St. Louis' own Kenny Wallace, a big Blues fan who attended Saturday's 3-0 win over the Coyotes who retired from NASCAR in 2015, was also on hand as part of NASCAR on Fox's coverage.

"We had front row seats in the driver's meeting and we were introduced to everyone," Parayko said. "The crew chiefs, the drivers. ... It was unbelievable. We were just expecting to go to the race, but we got to go in the pits and it actually turned to be a really cool day. We were really fortunate that way. A couple drivers came up and said hello after. As soon as they come up, you get a little respect for them obviously. It's just like anyone. It goes to show that they're great people, a great group to be around and a great sport."

If Hutton wasn't a fan before, he sure is now.

"I think for me seeing it on TV before didn't do it justice at all," he said. "I think now understanding more and just understanding the speed these guys have, it almost becomes robotic these guys are so good.
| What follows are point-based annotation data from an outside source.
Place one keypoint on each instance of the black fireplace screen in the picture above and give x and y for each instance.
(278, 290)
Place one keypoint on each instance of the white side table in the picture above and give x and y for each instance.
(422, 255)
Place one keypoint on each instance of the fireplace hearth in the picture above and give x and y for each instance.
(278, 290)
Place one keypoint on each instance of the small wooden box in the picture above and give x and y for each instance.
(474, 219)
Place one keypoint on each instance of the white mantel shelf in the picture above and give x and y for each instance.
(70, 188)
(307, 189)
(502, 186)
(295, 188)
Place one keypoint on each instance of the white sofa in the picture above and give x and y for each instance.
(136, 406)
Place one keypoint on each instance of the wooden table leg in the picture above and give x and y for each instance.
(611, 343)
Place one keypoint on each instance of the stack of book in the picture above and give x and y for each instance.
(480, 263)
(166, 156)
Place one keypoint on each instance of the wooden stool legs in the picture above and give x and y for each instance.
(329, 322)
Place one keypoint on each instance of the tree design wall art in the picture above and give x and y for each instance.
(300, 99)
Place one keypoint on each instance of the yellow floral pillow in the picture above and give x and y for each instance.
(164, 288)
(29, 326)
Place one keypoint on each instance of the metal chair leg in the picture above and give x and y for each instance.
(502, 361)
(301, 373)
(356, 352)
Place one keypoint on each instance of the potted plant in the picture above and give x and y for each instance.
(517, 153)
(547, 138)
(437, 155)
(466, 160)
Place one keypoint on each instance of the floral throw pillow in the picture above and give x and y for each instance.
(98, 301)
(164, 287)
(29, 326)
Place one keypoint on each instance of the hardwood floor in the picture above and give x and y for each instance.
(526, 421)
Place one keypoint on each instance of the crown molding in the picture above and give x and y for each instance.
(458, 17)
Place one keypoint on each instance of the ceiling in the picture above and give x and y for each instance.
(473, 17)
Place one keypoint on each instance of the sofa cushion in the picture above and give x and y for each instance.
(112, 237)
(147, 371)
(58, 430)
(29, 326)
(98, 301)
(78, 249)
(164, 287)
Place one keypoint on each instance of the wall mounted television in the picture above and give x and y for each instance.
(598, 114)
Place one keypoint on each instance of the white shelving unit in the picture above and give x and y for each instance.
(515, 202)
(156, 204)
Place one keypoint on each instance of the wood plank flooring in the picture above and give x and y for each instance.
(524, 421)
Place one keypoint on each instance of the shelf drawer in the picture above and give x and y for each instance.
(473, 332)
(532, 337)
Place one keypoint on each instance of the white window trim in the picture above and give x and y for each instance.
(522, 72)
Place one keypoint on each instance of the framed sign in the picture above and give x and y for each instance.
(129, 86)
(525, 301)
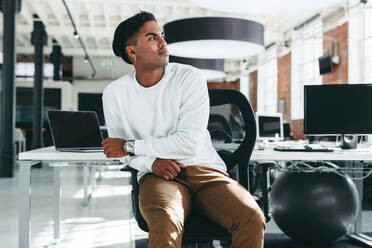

They're so close to each other and they're so close to the walls in high speed and it's amazing what they can do with the car. One thing I thought was so interesting was the recruiting like ex-division I basketball (and) football players to work in the crew pit because want just great athletes to be fast and they train together. They usually have four sets of pit teams that train against each other all week just to get ready. I think pit seconds is only something like 12-13 seconds and they work so hard at the trim time. It's pretty awesome to see. They have their strength and conditioning coaches, their chefs are with them and all the stuff that goes into it. Before I thought they just wheeled up with the car and someone put gas in it and they're good to go. The science behind it is very unique and just the constant evolve to try and cut the time."

"It was hot. It's pretty remarkable what these race drivers do," Pietrangelo said. "Any time I've had an opportunity to watch a sport live, You get a real different appreciation for it. To see the temperatures that those guys drive in, what they do to prepare for a race is pretty cool to see."